Day 35 Lincoln to Simms, Montana: Continental Divide? Piece of Cake! - Grampies on the Go - CycleBlaze

June 4, 2011

Day 35 Lincoln to Simms, Montana: Continental Divide? Piece of Cake!

Our gamble on waiting for better weather paid off. It was foggy and cold as we set off, but no rain! We rolled through Lincoln, familiar since we walked it yesterday. Beyond the end of town at the ranger station is the grizzly bear display. Dodie wanted to give it a miss. Grizzlies give her the creeps. Fortunately we were very early and the place was closed. I put my face up to a window and shaded my eyes with my hands to peer in. This is what peered back:

Beyond the grizzly display, the road continued without real hills but through the most typical Western Montana landscape of partially treed low mountains. There were meadows, streams, marshes, ponds. I scanned them all, expecting a parade of grizzlies, elk, moose. Only a few deer put in an appearance. Dodie was relieved, although a moose or two would have been welcome.

After a while I pointed out to Dodie that if the road had ambitions of crossing the Continental Divide, it ought to start climbing. The road, of course, had no interest in my advice but did rather lackadaisically eventually get on with it. In the end it did rise quite sharply, and Dodie resolutely pedaled on.

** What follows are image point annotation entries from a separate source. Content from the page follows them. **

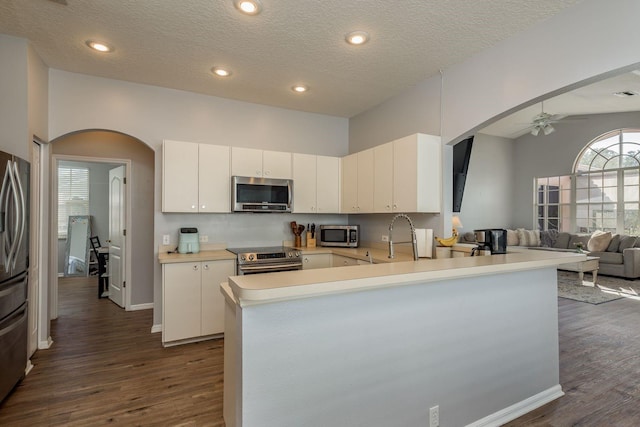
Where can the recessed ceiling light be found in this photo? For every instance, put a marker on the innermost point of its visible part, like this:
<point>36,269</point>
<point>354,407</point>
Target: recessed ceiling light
<point>300,88</point>
<point>248,7</point>
<point>99,46</point>
<point>625,93</point>
<point>221,72</point>
<point>357,38</point>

No walking the bike for her on this push into the other "half" of the continent. And yes, she made it, we made it!

We knew from locals we had spoken to that the other side would be steeply down. But wow, it was down, down, down.

Suddenly, like within a few km, the trees booked off and we were in a different world of short grass hills. Some cows appeared. Clearly, no use looking for grizzlies any more. We turned around to see the most attractive of landscapes, with the Rockies behind and the new hills in front.

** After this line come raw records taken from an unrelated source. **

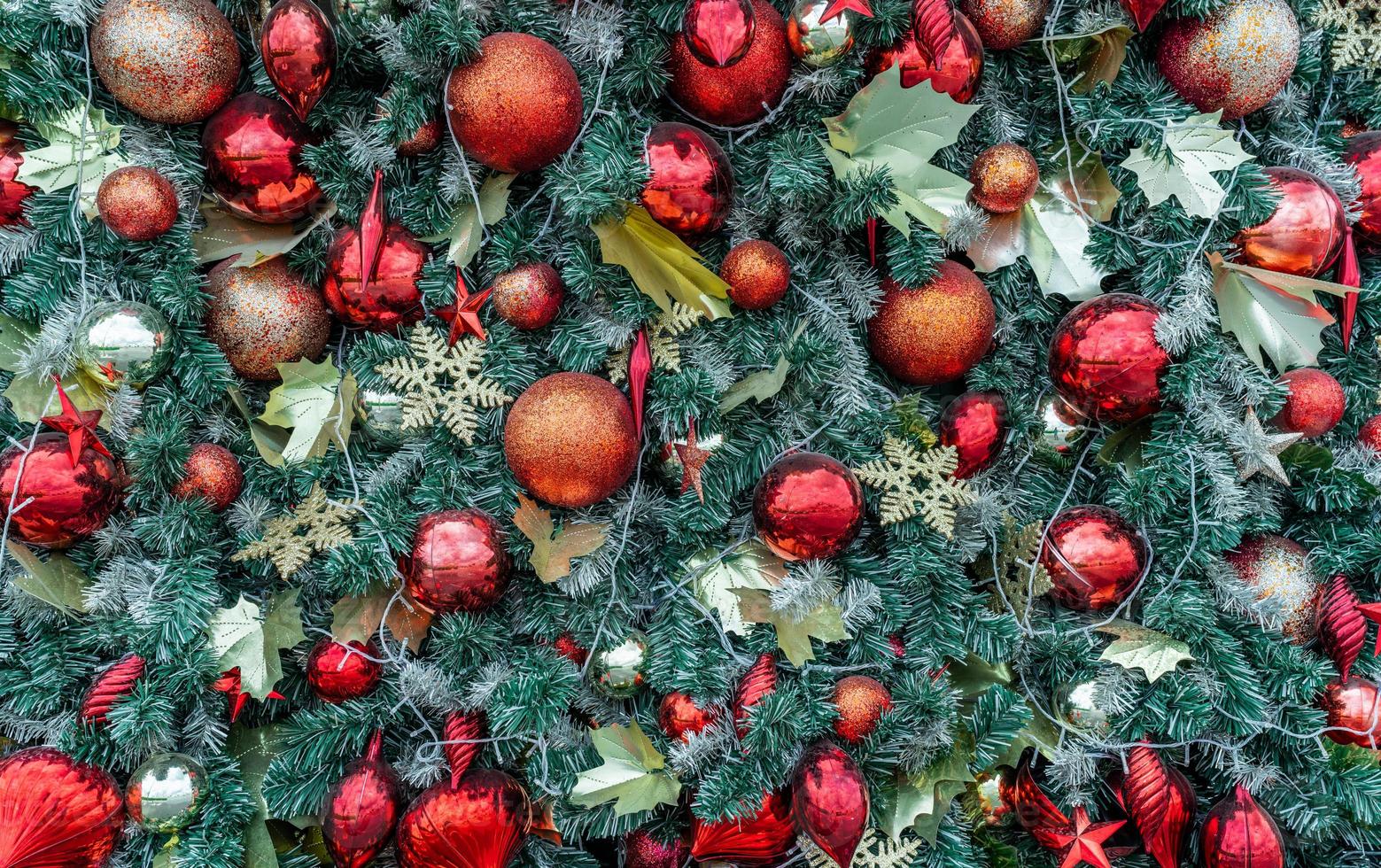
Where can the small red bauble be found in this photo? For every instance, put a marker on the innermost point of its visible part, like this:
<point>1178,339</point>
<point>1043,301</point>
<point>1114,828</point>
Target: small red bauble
<point>516,106</point>
<point>1105,360</point>
<point>741,93</point>
<point>459,562</point>
<point>254,160</point>
<point>210,472</point>
<point>1094,558</point>
<point>1314,406</point>
<point>808,506</point>
<point>757,274</point>
<point>935,333</point>
<point>392,298</point>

We know about "big sky country" and of course we are quite familiar with Montana overall, but we were seriously wowed. And we stayed wowed all the way for the rest of the day.

One slightly less wow factor though was the fact that rather than giving us the mountain views in the rear vision mirror while proceeding sedately to the Missouri at Grand Rapids, the landscape went in for a long series of deep rollers. Way down, way up, way down, way up.

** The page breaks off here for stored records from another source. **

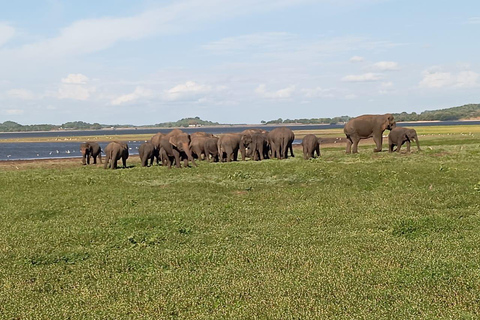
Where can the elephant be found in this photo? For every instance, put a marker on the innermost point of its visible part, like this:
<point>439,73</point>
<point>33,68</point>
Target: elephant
<point>90,149</point>
<point>197,145</point>
<point>115,151</point>
<point>367,126</point>
<point>398,136</point>
<point>146,151</point>
<point>228,146</point>
<point>155,140</point>
<point>176,145</point>
<point>280,141</point>
<point>256,144</point>
<point>311,145</point>
<point>211,149</point>
<point>244,151</point>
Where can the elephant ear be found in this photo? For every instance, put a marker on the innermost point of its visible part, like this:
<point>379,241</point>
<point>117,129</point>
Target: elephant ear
<point>173,141</point>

We had figured on fighting the Pass and then cruising into Simms, for a long but manageable total day. As it happened, the rollers were tougher than the Pass. Fortunately, the days are now long and the sun was blazing. Not a cloud in the sky. So hey, we could have stayed out there cycling in the parklike wonderland forever.

When our path crossed the Dearborn River, we stopped for lunch. As predicted the Oscar Meyer "Lunchables" that got a bit of a rough ride in the blog yesterday tasted great. Really, they have a good blend of protein, complex carbs, simple carbs, and water.

Also at the crossing was a team of three who were assembling and inflating rafts, in order to float the River, down to the Missouri. They had arranged for someone to pick up their truck, so there would be no need to come back up the River later.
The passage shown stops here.